The talented girl who is undergoing several therapies to help improve her condition, also makes time to swim. ‘She loves swimming so we use water aerobics as therapy for her, which has helped her greatly,’ says Gayathri.
Twaritha also enjoys horse riding and occasionally dabbles with paints with her artist mother.
Although independent in many ways, Twaritha, not unlike many teenagers also throws tantrums and experiences mood swings, says her mother, with a smile. ‘She is keen to learn to dance and wants to play the drums as well,’ says Gayathri.
Quite like Twaritha, Santi too enjoys music. ‘I love it so much that I might consider becoming a professional singer one day,’ says the young man who grew up in Dubai, England and Columbia and loves all three places equally.
He looks forward to going to work in the morning and is happy when he comes back home in the evenings to be with his family. When not listening to music, he enjoys playing sports, especially tennis and surfing, and watching films. ‘Fast and Furious is my favourite movie, I enjoy the action in it,’ he says, with a laugh.
A talented sportsman, Santi bagged a Gold at the Special Olympics held in Abu Dhabi. He is also an active user of social media.
Zia enjoys watching films and TV, and posts videos of his dance performances on Instagram regularly. He hopes to be noticed by Bollywood star Salman Khan. ‘My dream is to work with him in a film,’ he says. Zia dances every day after work. An avid follower of cricket, he also enjoys playing cricket and basketball.
After work he looks forward to chatting with his family, especially his mother, who he says ‘is my best friend’.
As for Easton, this gifted child has a knack of remembering letters and notes. He started reading when he was just 11 months old and he could also spell three-letter words then. He cannot read books, however, due to his short attention span.
‘Easton is very visual, he understands non-verbal cues better and responds to visual learning and communication,’ Aldrin says.
Easton played the keyboard as part of an inclusive band called New Dawn, which was specially curated for Fame 2019.
The show was more than just music and dance. Apart from several music and dance performances, including a gig by hard rock band Point of View, who finished the event by playing popular numbers that had everyone dancing in the aisles, there was an all-inclusive catwalk for jewellery and clothes.
‘We feel we are lucky to be in a special needs group. As parents of a determined child, we cannot feel tired, we have to be energetic at all times and somehow we find the energy to keep up with the kids,’ says Gayathri.
Clearly, a lot of hard work goes into staging an event of this nature and scale. The preparation for the show begins in late September or October, when the practise starts mainly on weekends.
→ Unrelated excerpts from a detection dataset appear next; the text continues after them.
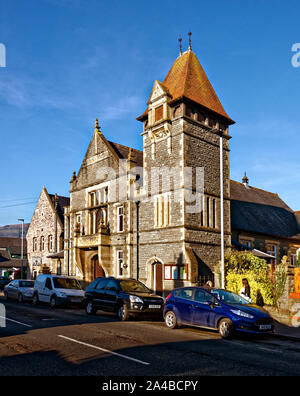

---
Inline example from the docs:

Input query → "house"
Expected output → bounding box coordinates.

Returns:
[0,237,28,278]
[230,175,300,265]
[64,42,234,293]
[26,187,70,279]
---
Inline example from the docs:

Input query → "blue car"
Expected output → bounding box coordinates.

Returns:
[164,287,274,339]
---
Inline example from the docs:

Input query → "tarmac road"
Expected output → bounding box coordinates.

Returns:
[0,298,300,376]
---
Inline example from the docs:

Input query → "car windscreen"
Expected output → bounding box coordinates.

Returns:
[19,281,34,287]
[211,289,249,305]
[120,280,150,293]
[53,277,81,290]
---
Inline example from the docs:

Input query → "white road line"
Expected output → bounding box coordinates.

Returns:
[0,316,32,327]
[58,335,150,366]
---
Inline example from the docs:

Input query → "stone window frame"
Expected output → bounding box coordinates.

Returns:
[116,205,125,232]
[164,264,189,281]
[116,247,125,278]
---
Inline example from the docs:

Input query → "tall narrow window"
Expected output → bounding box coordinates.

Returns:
[212,199,216,228]
[117,206,124,232]
[117,250,124,276]
[206,197,210,227]
[48,235,53,252]
[33,238,37,252]
[41,237,45,252]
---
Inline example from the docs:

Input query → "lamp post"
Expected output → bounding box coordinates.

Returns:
[18,219,24,279]
[219,130,225,289]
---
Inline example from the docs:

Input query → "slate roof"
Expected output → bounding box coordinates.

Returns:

Closer to the event, practise sessions are held on weekdays as well.
‘It’s a lot of hard work for all of us and the children need to put in several hours of practise to stage a perfect show, but it’s like a big party for everybody and we wouldn’t miss it for the world,’ says a parent.
The final show is a culmination of weeks of practice, just like any other live show, sans the stress because all you see is smiling, happy people and an atmosphere of bonhomie.